Creati dalla dissoluzione di alcuni gruppi della costa atlantica (Tod Ashley e Phil Puleo provenivano dai Dig Dat Hole, di Providence; Jack Natz dagli Undead, di New York), i Cop Shoot Cop* riuscirono a formalizzare in una serie di tracce ben definite (addirittura, in Ask questions later, tracce cantabili) una carica iniziale brutale, priva di linee di chitarra e caratterizzata dai martellamenti del doppio basso e dalle percussioni ossessionanti di Puleo.
Questo andamento da martello pneumatico li inserì di prepotenza nella corrente, quanto mai lasca, della musica industriale. Un'attribuzione, però, ampiamente meritata; Smash retro! (con presa per i fondelli di Robert Plant), Burn your bridges, Eggs for ribs o Fire in the hole, dal loro primo, radicale, album, sono metafore sonore di un mondo senza coscienza della propria malattia ed improntato, nei desideri e nelle speranze, alla catena di montaggio. A differenza dei Throbbing Gristle, recentementi esaminati, i Cop Shoot Cop mancano di una visione assolutamente disperante e di una coinvolgente morbosità: essi puntano su una base di ritmi incalzanti sino allo stordimento, sui campionamenti e sulla interpretazione di Ashley, tre elementi che, da soli, bastano ad evocare il guscio orrifico di una società meccanizzata.
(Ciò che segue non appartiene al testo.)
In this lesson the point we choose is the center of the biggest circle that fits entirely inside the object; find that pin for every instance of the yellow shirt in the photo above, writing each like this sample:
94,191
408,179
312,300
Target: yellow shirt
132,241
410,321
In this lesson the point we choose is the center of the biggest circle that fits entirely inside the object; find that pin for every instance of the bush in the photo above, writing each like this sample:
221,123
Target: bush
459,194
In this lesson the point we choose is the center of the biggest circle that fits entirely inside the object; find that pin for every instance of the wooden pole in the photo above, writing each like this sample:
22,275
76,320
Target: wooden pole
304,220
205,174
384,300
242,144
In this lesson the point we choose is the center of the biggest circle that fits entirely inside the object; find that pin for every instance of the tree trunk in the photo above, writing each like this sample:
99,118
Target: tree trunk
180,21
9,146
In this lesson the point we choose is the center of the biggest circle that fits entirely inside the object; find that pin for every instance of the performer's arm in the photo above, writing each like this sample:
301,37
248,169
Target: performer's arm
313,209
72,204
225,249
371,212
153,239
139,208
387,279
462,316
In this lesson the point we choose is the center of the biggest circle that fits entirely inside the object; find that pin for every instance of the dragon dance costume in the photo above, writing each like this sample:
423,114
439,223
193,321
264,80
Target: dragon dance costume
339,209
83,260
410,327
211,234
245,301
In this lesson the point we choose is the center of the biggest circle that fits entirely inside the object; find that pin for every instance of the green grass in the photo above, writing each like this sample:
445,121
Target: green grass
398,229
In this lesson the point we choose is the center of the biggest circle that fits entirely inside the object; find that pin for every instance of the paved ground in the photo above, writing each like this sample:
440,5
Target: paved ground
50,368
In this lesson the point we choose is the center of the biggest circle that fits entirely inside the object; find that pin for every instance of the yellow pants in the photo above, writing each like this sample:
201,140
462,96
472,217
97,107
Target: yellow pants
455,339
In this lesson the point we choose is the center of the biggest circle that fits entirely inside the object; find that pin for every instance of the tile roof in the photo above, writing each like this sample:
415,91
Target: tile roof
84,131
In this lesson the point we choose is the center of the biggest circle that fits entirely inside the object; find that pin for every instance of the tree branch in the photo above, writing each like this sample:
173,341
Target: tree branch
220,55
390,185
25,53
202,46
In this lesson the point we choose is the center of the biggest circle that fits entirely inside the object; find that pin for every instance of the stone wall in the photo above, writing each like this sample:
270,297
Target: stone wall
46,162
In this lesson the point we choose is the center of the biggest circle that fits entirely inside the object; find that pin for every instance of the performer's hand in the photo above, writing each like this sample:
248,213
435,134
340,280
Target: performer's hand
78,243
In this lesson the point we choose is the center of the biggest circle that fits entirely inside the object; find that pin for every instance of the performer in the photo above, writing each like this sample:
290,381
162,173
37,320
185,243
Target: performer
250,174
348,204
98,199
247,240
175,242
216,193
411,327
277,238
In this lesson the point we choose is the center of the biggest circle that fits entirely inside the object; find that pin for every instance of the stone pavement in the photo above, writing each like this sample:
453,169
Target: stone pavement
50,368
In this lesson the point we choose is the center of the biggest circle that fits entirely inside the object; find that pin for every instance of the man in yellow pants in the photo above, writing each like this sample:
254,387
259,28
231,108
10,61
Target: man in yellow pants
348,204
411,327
Se gli inglesi, insomma, registrano uno sfacelo irredimibile e universale (nella tradizione della letteratura distopica del loro paese, da H.G. Wells a J.G. Ballard), gli americani prendono atto, quali cinici cronisti dell'oggi. Questa 'mancanza', tuttavia, è compensata dalla decisa e felice evoluzione sonora che i Nostri imprimono da White noise in poi: le implacabili ritmiche metalmeccaniche di Consumer revolt (che si ritrovano anche nel nuovo disco, basta ascoltare Relief, Discount rebellion, Heads I win tails you lose) virano, a volte, verso ballate che Nick Cave o Mark Lanegan potrebbero recitare con profitto (la bellissima If tomorrow ever comes o Hung again); il tono, in genere, è più variato e alcuni ritornelli fanno propendere verso la forma-canzone canonica.
Nell'ulteriore, monumentale, Ask questions later tale versante è sviluppato nella piena maturità: aprono i giochi due meraviglie assolute come Surprise surprise e Room 429: le ritmiche alla Steve Albini del primo lavoro si sciolgono felicemente in una struttura classica che, pur non rinnegando l'innata radicalità dei Cop, si apre alla riconoscibilità melodica (notevoli in questo senso anche All the clocks are broken, Cut to the chase, con influssi orientaleggianti, e, soprattutto, l'eccezionale Everybody loves you). Tutti i sessanta minuti dell'album, peraltro, non vivono mai di cadute di ritmo o di rendite di posizione (che almeno tre superbe hit gli garantirebbero) e non cedono, di un solo millimetro, rispetto alle scansioni industrial degli esordi. I testi, come sempre laconici e gelidi, contribuiscono alla creazione di uno dei migliori lavori dei Novanta: “Life is so much better when you're dead/Conversation's easy when there's nothing to be said” oppure “Nobody can find you when you're nowhere/Living on the other side of hope”; stralci dall'ennesimo livre de chevet del nichilismo musicale postmoderno.
* Tod Ashley (voce, basso); Jack Natz (basso); David Ouimet (tastiere, campionamenti); Phil Puleo (percussioni); Jim Coleman (campionamenti).